Using UCM streams to capture product capabilities is a logical and efficient way to manage the complexities inherent in developing product variants in both large- and small-scale projects. Using streams, the configuration manager can minimize project startup and integration time by automating delivery of a correct and consistent configuration of the versions of components that provide these product capabilities. This alleviates the need to manually track the dependencies of individual components and keeps the project running smoothly and efficiently.

References

Brian White and Geoffrey Clemm, Software Configuration Management Strategies and Rational ClearCase: A Practical Introduction. Addison Wesley, 2000.

Notes

¹ As implemented in Rational ClearCase v2002.

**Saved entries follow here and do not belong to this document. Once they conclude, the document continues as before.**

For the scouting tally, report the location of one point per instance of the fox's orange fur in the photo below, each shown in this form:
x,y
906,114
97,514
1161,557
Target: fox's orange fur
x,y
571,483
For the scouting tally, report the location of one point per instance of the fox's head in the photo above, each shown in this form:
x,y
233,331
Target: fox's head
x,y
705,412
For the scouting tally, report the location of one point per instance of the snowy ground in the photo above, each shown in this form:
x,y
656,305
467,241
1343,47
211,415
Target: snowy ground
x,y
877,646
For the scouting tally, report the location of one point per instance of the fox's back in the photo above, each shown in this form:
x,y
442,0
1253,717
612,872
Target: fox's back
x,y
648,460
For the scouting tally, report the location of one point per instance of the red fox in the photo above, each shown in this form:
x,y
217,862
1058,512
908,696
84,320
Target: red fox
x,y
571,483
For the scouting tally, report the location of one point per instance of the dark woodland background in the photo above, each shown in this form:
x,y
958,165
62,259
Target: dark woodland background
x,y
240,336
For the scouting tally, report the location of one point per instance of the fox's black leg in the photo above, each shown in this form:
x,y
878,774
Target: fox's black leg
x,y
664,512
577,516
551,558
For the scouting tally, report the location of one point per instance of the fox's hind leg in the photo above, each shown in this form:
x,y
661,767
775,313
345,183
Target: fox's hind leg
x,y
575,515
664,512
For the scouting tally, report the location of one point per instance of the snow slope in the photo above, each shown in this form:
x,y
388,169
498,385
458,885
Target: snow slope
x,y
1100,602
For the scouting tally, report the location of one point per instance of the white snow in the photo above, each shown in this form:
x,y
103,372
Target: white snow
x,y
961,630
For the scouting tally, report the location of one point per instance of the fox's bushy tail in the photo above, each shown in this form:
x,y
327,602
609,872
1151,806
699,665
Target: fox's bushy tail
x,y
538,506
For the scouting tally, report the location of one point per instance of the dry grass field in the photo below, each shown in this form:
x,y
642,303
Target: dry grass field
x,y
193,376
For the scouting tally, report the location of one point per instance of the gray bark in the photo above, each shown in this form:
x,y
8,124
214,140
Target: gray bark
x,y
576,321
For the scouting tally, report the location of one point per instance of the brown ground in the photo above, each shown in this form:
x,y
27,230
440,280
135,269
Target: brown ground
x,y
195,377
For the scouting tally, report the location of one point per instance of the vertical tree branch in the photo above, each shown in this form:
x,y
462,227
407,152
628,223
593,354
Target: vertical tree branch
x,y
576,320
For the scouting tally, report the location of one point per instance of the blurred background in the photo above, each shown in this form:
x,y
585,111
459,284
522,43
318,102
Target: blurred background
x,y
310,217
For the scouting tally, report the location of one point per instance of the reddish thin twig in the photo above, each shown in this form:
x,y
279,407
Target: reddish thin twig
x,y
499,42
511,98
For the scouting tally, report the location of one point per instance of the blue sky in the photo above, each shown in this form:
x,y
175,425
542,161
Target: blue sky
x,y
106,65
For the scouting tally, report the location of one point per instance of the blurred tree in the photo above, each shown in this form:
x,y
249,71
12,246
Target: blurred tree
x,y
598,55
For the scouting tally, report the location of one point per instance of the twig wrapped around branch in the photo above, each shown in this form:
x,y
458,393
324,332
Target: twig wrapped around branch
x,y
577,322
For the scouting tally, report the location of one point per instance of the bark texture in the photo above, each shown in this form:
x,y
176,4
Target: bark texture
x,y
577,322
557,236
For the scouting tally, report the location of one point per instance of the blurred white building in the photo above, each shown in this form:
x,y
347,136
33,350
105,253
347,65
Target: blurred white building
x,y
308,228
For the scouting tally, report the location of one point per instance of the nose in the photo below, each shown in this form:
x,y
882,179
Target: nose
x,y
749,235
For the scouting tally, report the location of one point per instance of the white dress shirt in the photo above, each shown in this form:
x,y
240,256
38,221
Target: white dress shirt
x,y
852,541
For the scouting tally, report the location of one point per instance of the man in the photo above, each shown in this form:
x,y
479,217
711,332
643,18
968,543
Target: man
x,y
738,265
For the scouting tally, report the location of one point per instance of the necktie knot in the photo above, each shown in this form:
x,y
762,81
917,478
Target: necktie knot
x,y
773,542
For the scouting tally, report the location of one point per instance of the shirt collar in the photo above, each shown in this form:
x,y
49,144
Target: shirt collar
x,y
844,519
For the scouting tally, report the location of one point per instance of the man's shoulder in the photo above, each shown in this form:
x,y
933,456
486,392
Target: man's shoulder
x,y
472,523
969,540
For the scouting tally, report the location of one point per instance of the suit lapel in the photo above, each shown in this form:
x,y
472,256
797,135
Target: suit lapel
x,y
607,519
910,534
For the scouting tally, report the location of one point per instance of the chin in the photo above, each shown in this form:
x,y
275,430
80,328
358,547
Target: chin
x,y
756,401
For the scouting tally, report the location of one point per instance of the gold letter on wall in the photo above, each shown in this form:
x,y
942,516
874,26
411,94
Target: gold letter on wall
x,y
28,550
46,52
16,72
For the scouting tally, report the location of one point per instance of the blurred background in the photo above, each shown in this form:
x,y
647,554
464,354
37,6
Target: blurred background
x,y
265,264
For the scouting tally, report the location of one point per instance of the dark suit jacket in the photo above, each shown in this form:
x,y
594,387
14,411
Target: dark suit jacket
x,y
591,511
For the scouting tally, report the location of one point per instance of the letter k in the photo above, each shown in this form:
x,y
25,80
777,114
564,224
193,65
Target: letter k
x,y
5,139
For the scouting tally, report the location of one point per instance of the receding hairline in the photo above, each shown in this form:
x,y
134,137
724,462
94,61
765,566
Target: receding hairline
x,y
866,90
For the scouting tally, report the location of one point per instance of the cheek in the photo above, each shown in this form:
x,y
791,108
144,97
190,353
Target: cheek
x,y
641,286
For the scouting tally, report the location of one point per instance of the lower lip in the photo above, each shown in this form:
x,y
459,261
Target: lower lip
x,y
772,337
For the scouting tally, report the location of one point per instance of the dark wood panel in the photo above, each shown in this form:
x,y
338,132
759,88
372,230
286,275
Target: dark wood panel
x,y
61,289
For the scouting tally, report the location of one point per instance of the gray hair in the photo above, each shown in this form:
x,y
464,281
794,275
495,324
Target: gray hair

² I've simplified definitions to fit the context of this article. The Glossary for Rational ClearCase provides more formal definitions.

³ RUP v2002 definition.

⁴ "Deliver" is an automated function in the ClearCase implementation of UCM.

⁵ The Deliver operation may also redeliver activities. An activity might be delivered more than once if work continues on the activity after the initial delivery. At a lower level, this means that extra file or directory versions have been created since the initial delivery.

⁶ This is true in UCM as implemented in ClearCase v2002. Previous versions of UCM were more restrictive with respect to where baselines could be applied.